Camalanus is a particularly difficult worm. It appears as a long red thread out of the fish’s anus. Some success has been reported using the vet medicine levamisole. But it is so aggressive and hard to treat the general advice is to empty the tank and bleach it.

You cannot remove all types of parasites from your tanks and you may introduce new parasites through live foods and some dry foods. So when the denizens in a tank look stressed, these products provide a relatively inexpensive way to screen them against the most common diseases.


If you do get a breakout of diseases that appear to be parasitic, marked by shimmying, guppies scratching themselves on objects or the bottom of the tank, lack of appetite, hanging near the surface, or a hollow belly, then it is a good bet it is one of the parasitic diseases identified above. Treating incoming fish with these chemicals is an absolute necessity.

Columnaris

Because I use the three-step program to treat incoming fish, and because worm infections are relatively easy to diagnose and treat (with the possible exception of camalanus), the most common disease I encounter in the "disease-free" fish room is columnaris. In fact it is impossible to rid the fish room of columnaris. It shows up when conditions in the fish room deteriorate, especially when the water is fouled, or has a high bio-load.

Columnnaris is a gram negative, aerobic, rod shaped bacterium called Flavobacterium columnare. There are different species, some extremely infectious and deadly. A strain for which your fish have not immunity will often be introduced into a stable fish room by new fish.

The symptoms of an outbreak are fairly obvious. What I have noticed is the fish suddenly become weak, barely able to lift themselves off the bottom of the tank, or hovering at the back and top of the tank. They may shimmy. Their fins may close.

You have to jump on this right away. Do a fifty percent water change (siphoning all debris from the tank) and thoroughly rinse out your filter media in the water siphoned from the tank. Add five or six drops of Potassium Permanganate (PP) to the tank (per five gallons), depending on the strength of PP you are using. The water should turn purple. After a few hours it changes to a brownish, yellowish color. Add five or six more drops.  I use a product sold as a "water clarifier." Do a search on the Internet for a source for this medication and be very careful how much you use. Because it is a caustic alkali it can burn your fish's sensitive gills, causing permanent damage. It will also burn away a lot of the organics in the water, which may have created the bacterial bloom in the first place. Or it could be a fouled filter.

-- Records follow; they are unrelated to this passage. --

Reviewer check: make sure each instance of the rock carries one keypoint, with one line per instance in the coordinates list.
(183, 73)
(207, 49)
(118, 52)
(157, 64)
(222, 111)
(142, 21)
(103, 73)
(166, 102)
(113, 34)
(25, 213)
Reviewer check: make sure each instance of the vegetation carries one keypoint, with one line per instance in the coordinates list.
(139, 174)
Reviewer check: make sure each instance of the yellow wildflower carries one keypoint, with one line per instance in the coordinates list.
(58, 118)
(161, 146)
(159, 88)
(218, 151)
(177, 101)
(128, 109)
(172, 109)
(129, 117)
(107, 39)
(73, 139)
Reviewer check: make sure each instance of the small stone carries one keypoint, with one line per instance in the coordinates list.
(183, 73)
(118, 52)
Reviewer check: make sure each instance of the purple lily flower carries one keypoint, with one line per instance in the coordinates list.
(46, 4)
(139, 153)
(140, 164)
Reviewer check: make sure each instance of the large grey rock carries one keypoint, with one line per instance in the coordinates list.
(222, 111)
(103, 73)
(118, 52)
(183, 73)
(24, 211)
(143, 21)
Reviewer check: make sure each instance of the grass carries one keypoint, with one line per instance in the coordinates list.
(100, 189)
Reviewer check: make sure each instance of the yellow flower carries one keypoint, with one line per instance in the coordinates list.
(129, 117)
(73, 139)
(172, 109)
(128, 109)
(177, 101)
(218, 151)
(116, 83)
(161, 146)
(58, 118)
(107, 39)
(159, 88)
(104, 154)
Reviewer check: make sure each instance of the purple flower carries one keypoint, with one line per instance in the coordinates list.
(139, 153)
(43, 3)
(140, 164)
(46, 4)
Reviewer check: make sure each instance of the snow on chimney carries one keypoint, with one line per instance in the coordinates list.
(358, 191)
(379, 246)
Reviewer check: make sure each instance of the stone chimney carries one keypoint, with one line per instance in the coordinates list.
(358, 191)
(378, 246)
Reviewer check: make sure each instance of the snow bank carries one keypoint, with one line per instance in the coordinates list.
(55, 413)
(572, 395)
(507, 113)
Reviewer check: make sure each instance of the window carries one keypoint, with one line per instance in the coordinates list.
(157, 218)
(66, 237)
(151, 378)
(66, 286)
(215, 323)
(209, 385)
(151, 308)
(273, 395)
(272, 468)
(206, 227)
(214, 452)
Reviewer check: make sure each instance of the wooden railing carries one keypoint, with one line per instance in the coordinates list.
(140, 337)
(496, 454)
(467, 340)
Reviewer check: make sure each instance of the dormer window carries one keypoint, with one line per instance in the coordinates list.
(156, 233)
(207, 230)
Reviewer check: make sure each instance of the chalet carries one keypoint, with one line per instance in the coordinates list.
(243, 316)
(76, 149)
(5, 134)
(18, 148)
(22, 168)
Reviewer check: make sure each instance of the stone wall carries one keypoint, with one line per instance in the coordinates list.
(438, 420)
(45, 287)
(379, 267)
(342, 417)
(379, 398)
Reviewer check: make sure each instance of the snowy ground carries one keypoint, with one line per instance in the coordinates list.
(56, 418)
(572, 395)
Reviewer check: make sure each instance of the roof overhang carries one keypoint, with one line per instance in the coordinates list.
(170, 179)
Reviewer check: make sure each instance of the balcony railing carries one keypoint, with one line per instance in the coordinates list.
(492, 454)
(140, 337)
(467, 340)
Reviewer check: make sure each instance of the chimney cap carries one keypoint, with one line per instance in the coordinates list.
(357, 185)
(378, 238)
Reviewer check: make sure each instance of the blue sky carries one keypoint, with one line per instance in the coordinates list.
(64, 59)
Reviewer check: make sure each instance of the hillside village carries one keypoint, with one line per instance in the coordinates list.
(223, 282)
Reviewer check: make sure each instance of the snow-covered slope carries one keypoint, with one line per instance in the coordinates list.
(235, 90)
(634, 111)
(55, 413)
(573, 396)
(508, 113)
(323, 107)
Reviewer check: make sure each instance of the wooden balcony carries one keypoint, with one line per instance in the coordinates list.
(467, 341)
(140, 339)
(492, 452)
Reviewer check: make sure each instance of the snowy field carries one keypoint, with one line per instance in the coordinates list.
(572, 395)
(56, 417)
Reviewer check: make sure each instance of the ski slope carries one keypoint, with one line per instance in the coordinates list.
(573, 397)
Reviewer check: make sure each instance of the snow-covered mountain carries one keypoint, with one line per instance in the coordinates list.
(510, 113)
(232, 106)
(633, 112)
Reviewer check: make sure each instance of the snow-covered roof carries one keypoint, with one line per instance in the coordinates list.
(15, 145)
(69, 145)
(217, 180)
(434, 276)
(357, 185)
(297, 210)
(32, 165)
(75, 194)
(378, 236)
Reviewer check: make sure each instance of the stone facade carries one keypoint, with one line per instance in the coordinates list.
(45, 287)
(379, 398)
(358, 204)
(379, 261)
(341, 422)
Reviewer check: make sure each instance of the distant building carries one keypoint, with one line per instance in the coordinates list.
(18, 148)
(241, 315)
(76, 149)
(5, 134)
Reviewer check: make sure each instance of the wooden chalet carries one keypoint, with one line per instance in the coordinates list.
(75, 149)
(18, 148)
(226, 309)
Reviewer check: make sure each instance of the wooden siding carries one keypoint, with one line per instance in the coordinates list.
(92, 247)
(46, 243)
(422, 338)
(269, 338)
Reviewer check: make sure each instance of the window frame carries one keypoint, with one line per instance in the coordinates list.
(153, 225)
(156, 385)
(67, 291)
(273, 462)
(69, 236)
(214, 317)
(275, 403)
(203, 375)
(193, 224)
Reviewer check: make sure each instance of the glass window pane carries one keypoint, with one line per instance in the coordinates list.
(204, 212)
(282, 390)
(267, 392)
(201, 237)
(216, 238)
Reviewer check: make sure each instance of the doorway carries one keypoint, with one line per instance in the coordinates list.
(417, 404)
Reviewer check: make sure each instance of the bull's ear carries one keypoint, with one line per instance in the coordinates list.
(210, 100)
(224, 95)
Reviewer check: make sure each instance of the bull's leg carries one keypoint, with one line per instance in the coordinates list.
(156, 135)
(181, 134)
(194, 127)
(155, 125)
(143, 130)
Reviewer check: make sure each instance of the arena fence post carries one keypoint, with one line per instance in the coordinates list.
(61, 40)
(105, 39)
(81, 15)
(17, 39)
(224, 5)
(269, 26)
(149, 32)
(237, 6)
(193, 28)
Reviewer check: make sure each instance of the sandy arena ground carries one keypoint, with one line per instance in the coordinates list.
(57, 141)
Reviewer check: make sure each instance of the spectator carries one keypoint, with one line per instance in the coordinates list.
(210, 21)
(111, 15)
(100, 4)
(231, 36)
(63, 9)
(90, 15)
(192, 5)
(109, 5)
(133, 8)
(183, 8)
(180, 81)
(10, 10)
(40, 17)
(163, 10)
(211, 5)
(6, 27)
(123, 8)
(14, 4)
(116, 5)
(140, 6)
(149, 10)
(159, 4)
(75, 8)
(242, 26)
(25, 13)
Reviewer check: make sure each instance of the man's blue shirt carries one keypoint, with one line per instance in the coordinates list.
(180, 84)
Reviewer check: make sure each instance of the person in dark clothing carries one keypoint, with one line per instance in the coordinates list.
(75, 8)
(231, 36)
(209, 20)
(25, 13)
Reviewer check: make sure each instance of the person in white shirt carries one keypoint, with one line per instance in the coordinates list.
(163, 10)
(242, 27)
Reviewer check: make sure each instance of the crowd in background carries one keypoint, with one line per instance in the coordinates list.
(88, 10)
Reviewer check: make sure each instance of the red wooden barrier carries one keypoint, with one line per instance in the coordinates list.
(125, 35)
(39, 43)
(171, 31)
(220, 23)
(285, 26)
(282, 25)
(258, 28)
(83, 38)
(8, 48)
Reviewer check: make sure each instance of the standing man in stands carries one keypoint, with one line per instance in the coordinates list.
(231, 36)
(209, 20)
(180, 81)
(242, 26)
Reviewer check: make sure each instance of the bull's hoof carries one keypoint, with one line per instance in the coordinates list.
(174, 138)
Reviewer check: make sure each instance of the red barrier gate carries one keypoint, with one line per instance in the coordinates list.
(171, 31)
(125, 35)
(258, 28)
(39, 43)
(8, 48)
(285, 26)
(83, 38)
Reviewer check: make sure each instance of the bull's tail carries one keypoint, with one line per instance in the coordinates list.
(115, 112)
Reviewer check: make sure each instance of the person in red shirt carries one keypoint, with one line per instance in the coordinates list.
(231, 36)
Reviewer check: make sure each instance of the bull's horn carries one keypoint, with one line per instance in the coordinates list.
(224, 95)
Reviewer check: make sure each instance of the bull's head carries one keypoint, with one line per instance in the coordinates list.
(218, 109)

Do not feed your guppies, even if they seem to rise in the morning hungry.

Once they appear to recover a bit and return to feeding, move them to a clean, but not sterile, tank with the same parameters as the tank they have been moved from and sterilize the tank they were removed from with bleach.

Sourcing Medications

Medications I have listed here are available in the U.S. and Canada and some international countries, but not all. And the availability of the medications in small towns and in some stores varies greatly. Many online pet pharmacies will not ship internationally. A good place to look for medications is eBay. Often sellers will ship to your country, although if the medication is prohibited in your country it may be seized by customs.
Another alternative is to use a freight forwarder like reship.com. The product is shipped to this company’s address and then repackaged and shipped to your address. I have never used this service and cannot recommend it for obvious reasons.